Now the PGA is going back to Whistling Straits AGAIN next year....wasn't it just there a couple years ago, and a couple years before that?  At least they're coming to Quail Hollow in 2017 (I can walk there :-D).

Some good points. Thanks.

 

I agree that Valhalla has some interesting holes. The problem is there are many great courses in the US yet the PGA chooses a course that was basically manufactured.

 

Regarding Pinehurst 2, the restoration has returned the course to how it was originally intended. Ross did not build a parkland course in the sandy soil of Pinehurst. He built a strategic course that fit the existing land. You can't tell me that that part of the country is meant to have lush green fairways. The current course is not a links course in any way. There are no sod walled bunkers and few if any cross bunkers. The greens are nothing like those on links courses. If there was one issue at the US Open it's that the greens were too fast and required pinpoint accuracy to hold depending on the pin position.

 

Last, the USGA does not have a rotation other than Pebble Beach.
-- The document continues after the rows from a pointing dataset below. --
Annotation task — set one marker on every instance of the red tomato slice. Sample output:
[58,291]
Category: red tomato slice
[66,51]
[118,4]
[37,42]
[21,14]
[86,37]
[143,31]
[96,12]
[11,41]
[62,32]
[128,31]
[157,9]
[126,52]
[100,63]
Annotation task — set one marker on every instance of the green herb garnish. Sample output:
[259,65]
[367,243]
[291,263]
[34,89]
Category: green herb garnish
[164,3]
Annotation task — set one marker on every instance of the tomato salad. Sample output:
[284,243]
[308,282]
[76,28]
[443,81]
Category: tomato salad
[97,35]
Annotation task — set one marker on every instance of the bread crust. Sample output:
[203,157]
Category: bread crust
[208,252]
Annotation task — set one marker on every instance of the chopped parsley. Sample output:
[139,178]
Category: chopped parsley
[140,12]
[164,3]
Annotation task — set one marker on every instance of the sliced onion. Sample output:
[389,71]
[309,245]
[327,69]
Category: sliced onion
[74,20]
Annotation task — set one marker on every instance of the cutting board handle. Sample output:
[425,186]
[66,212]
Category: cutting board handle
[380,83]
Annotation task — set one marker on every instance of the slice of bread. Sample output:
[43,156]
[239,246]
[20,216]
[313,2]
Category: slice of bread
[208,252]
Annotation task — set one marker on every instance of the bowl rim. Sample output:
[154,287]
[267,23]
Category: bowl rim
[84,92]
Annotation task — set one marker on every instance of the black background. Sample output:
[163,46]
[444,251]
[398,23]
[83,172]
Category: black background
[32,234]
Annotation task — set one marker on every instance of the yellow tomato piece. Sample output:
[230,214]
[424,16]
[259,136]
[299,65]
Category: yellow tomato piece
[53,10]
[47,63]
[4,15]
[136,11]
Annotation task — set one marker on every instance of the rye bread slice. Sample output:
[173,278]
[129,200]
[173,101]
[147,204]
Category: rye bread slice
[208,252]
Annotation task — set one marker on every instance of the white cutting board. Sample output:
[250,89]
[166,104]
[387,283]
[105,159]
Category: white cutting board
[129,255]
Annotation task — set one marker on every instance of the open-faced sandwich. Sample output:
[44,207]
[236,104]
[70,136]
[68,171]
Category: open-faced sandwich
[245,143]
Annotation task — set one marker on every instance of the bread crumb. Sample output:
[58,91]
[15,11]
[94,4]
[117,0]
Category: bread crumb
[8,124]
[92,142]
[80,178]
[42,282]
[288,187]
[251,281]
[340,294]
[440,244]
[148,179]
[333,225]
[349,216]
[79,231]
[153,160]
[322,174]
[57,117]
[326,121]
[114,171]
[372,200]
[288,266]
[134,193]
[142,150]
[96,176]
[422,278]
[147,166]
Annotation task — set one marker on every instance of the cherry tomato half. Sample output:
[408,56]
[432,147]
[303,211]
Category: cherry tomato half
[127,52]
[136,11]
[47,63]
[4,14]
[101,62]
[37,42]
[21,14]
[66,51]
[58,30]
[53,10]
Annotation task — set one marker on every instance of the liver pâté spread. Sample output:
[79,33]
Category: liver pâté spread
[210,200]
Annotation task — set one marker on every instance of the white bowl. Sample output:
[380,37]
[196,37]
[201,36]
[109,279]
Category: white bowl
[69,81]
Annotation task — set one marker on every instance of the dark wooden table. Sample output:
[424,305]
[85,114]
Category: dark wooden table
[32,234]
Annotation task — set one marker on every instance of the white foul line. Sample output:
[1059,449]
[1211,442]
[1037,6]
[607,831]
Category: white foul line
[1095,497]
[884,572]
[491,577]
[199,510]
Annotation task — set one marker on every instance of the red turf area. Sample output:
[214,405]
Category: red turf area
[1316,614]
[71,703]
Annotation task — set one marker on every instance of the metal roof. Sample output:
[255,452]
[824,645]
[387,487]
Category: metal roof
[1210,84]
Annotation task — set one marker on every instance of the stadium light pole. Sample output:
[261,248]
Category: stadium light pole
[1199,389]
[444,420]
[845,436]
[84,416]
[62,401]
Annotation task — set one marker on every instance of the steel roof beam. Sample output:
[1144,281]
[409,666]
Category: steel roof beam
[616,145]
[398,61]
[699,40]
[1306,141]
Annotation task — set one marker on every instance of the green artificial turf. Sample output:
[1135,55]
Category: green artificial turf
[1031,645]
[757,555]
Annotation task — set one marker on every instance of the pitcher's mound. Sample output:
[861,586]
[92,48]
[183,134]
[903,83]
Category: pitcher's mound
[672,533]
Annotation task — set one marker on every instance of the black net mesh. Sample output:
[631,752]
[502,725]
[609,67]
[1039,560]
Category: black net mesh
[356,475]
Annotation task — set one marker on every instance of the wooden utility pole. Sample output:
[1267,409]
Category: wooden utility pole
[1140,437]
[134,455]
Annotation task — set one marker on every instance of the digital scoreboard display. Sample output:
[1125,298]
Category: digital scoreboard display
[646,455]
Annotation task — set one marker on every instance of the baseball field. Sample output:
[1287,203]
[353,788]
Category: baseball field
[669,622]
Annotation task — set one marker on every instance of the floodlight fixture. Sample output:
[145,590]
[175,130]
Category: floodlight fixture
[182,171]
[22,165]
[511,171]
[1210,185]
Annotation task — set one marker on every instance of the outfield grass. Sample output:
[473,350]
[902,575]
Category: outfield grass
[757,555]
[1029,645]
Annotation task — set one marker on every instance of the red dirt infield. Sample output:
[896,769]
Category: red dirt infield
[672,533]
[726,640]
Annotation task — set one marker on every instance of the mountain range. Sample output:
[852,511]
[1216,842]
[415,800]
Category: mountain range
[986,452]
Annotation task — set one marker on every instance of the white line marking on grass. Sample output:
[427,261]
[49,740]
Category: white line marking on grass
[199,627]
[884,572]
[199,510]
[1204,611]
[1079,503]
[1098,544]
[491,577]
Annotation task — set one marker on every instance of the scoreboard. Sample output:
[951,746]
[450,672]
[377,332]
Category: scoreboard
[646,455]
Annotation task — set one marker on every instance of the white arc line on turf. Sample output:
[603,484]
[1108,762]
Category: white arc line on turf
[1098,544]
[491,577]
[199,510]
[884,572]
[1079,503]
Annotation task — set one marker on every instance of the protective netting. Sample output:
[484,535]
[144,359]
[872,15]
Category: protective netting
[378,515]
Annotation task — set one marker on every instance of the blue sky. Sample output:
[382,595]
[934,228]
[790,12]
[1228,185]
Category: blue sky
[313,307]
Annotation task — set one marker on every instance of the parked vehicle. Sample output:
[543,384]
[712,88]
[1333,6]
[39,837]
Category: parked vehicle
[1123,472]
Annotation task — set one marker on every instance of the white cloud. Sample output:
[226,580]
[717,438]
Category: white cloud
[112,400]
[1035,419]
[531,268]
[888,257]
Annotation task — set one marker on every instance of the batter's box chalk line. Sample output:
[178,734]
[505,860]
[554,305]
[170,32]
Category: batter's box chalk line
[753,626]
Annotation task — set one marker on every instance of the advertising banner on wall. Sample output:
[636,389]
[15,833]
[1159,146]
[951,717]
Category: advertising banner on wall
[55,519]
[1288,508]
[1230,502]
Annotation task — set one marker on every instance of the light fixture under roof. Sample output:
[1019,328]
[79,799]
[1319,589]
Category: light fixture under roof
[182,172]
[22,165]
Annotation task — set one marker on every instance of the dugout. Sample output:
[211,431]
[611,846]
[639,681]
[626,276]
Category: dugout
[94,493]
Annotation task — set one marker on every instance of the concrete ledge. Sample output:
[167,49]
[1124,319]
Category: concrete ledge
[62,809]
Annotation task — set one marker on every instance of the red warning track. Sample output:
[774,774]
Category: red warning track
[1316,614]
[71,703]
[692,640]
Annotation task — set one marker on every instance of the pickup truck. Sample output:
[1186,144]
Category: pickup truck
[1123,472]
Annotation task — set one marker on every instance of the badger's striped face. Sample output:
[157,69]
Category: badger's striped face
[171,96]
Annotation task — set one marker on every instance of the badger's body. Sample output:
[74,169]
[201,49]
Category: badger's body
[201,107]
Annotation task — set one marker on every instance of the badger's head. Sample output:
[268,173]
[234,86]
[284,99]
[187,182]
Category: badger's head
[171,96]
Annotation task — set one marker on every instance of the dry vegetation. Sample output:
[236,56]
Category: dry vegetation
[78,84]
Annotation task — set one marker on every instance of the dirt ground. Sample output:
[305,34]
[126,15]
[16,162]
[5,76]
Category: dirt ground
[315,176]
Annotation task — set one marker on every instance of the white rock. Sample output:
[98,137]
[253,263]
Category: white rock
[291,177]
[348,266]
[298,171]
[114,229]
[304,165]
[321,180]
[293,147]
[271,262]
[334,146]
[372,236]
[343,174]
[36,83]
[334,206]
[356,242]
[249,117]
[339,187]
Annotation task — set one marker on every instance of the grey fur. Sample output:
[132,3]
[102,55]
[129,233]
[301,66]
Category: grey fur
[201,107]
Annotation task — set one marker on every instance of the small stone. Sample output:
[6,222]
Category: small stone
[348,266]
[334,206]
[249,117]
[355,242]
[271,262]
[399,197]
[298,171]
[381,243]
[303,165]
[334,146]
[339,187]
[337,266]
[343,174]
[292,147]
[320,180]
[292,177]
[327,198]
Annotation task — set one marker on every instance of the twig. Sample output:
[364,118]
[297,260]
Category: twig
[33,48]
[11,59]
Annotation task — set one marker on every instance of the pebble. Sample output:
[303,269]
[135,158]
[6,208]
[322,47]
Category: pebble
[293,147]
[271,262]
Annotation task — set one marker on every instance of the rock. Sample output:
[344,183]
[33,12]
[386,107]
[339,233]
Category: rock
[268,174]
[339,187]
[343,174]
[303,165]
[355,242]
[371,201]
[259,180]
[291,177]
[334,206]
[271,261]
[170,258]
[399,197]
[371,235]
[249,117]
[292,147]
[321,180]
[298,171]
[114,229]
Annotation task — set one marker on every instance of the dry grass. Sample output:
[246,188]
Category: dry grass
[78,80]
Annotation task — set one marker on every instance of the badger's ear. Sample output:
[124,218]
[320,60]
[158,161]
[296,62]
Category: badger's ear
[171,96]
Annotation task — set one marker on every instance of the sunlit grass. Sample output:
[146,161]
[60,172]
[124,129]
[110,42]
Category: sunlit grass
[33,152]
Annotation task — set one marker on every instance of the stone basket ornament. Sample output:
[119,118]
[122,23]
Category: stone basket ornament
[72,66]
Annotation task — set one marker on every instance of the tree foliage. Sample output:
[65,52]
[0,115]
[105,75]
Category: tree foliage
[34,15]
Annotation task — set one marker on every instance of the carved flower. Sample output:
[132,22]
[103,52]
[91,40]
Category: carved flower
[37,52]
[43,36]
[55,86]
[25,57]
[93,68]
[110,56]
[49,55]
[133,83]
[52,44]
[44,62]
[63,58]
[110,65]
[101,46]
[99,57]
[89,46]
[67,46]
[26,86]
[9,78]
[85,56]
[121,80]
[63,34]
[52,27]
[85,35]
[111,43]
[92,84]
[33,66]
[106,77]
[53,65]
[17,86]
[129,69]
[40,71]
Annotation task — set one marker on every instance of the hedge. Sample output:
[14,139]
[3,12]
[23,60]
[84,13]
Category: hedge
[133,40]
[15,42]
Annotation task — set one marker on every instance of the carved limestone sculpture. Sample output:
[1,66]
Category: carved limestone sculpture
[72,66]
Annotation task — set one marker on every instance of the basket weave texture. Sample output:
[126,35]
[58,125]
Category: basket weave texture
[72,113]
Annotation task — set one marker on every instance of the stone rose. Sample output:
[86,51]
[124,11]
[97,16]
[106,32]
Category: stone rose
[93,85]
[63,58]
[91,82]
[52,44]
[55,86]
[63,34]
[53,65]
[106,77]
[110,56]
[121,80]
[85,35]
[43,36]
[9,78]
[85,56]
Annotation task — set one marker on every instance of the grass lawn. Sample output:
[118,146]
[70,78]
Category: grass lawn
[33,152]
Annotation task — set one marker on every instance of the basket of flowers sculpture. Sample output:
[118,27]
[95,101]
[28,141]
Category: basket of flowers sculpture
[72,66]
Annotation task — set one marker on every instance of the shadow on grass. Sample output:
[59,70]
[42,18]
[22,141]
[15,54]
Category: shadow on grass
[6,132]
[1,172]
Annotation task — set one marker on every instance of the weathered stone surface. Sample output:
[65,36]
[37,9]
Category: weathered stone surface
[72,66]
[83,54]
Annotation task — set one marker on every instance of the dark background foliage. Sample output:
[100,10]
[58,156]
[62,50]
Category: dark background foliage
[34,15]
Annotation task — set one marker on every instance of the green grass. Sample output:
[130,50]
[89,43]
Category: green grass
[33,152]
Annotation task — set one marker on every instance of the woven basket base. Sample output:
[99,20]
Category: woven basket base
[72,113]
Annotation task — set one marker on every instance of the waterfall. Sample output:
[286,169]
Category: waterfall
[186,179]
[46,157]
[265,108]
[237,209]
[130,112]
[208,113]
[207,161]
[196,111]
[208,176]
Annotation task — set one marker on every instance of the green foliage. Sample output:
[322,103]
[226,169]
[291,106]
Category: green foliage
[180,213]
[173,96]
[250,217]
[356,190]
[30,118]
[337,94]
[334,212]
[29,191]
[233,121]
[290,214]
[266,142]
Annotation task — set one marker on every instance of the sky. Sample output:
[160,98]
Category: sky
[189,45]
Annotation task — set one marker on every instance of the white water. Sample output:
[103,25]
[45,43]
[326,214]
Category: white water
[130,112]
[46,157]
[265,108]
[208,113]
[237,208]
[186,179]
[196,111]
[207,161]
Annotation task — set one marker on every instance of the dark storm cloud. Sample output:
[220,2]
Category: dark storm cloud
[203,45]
They had not played Merion for decades. There are certain courses they favor (Oakmont, Winged Foot West, Shinnecock, PB) but these are among the best courses in the world and have the infrastructure to hold a major. In the near future they are going to Erin Hills and Chambers Bay, two relatively new public courses and of course Torrey Pines South and Bethpage Black are new to the rotation. Since 2000, only Bethpage, Pinehurst 2, and PB have hosted more than once.

post #54 of 59
Quote:
Originally Posted by Monte the Bear View Post
 

Valhalla produced an exciting tournament compared to the previous two which were over by day 3. It's not a great course, but the PGA is a tournament that sets up like a typical PGA tour event, only slightly more difficult. In that scenario, it did it's job. 

 

On St Andrews, the reason for keeping it purely financial and historical - it will be demolished by the current players, and it will be humiliated. The changes to the course on 11 and 17 will do nothing to alleviate that. And the excuse that St Andrews needs the wind to be more competitive is one that can be applied to every course in the world. Young Amateur's last week were hitting the ball 390 off the tee - that is coming to St Andrews real soon.


It doesn't matter. The Royal and Ancient doesn't always care about the scoring. They want the best golfer that week to win. And you just can't bomb the ball on a links course. If you do, there's a good chance you will end up in a pot bunker and be screwed. You have to think your way around these courses.